Page 1 of 2 12 LastLast
Results 1 to 15 of 19
  1. #1
    Join Date
    Jan 2004
    Posts
    7

    database design newbie question

    Disclaimer: I apologize if I have a lack of understanding, as I only have book-learned experience in databasing. With that being said....

    I am on a team to re-design a database. The database contains information about a test plan (testing hardware and software). There is one feature of the current database that I find rather undesirable as far as database design is concerned, and I want to change it. Problem is, I don't know the best way to do so.

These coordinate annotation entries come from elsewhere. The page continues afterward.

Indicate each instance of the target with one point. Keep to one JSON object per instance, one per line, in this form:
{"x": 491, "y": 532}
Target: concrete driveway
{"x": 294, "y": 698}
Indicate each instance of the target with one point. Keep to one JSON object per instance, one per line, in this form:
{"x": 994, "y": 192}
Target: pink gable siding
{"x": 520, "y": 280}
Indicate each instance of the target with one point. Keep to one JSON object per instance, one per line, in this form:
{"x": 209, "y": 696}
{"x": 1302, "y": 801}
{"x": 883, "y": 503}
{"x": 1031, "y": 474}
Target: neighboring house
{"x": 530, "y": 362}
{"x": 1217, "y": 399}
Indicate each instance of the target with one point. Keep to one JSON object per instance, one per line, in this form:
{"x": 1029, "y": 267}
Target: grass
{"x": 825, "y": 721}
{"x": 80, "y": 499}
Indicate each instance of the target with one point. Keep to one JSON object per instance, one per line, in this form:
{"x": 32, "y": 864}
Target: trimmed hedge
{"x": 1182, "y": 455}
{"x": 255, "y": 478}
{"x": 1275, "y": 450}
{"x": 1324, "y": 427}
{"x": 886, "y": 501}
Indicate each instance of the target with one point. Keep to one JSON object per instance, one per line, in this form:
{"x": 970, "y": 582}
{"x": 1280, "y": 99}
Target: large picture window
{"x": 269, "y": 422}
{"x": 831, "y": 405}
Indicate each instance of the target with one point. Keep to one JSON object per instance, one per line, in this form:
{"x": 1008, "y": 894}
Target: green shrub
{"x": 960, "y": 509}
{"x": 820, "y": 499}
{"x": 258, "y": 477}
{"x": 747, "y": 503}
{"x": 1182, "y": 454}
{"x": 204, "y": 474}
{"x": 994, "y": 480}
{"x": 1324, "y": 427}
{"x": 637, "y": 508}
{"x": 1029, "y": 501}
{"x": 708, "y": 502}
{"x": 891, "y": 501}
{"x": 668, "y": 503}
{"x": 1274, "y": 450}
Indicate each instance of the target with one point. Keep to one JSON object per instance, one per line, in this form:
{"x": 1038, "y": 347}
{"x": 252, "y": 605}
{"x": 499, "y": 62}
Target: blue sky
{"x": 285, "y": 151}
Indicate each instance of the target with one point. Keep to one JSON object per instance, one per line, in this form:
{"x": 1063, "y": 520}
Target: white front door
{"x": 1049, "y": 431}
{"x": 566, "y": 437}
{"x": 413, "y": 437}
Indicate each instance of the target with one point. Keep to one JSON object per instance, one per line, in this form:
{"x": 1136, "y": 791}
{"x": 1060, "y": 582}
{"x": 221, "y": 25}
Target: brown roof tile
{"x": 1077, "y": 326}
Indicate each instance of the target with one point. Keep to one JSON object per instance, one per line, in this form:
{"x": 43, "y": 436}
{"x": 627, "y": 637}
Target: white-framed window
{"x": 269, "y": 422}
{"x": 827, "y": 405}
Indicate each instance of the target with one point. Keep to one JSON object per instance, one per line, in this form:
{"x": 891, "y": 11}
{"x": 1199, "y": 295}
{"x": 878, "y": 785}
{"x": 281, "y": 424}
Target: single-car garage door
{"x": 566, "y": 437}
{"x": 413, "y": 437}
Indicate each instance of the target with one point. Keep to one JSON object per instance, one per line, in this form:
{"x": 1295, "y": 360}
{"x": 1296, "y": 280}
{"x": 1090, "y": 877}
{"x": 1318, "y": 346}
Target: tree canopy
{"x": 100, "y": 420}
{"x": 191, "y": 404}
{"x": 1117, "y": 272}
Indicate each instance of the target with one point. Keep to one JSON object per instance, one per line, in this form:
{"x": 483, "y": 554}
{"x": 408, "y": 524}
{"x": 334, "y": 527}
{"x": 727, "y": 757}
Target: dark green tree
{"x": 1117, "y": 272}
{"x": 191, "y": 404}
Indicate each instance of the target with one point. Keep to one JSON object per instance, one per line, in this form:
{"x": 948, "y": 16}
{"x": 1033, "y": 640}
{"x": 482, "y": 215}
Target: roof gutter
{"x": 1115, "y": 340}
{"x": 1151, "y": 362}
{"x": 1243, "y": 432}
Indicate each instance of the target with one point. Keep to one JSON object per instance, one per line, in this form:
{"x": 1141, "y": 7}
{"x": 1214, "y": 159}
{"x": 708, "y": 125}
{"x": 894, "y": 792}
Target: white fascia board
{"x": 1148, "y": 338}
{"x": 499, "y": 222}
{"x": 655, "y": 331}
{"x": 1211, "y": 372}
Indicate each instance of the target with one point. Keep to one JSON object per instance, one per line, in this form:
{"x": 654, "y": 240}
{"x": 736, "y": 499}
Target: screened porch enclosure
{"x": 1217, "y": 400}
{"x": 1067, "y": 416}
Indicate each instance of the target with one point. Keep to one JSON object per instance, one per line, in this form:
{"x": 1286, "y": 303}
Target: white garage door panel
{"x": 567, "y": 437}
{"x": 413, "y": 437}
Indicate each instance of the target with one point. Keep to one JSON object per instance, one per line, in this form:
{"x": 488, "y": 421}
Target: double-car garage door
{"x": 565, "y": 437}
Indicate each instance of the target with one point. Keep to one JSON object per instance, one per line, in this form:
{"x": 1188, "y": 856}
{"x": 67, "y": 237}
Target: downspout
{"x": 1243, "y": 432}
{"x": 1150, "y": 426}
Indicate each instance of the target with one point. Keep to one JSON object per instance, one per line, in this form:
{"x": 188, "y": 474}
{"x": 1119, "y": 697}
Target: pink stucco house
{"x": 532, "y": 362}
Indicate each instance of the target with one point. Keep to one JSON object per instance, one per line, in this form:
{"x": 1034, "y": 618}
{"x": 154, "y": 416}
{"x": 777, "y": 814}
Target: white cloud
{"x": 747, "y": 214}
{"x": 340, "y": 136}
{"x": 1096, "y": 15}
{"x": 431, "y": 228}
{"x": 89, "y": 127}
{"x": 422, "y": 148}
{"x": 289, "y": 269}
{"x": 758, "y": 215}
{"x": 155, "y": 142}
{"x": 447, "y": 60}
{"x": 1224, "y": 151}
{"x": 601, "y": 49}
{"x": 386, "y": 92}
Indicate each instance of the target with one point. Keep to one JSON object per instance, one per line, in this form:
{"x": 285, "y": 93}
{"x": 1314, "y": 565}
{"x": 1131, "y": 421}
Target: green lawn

    There is currently a table (subtest) which has standard fields such as the subtest description, and subtest id, but it also has fields for the project that the subtest is applicable to. This ends up looking something like so:

    id ------- desc ----- etc ----- program1 ----- program2 -----program3 ............ programX
    001 ----- blah -------- blah -------- yes ------- no ------- yes .......................



    These fields right now keep getting added on with each new incoming program. Eventually, I see this getting out of hand. Additionally, as it is now, whenever a new program field is introduced, someone must manually go in and check off which subtests are "applicable" to that new program.

    I assume it would make more sense (database design wise) to take those program fields out, consider the "program" attribute of the "subtest" entity to be a multivariable attribute, and make a single table containing subtest id, and the applicable programs....like so:

    id program_name
    001 program1
    001 program3



    But with around 5000 subtests, this seems like the above table could get very long, and very difficult to read.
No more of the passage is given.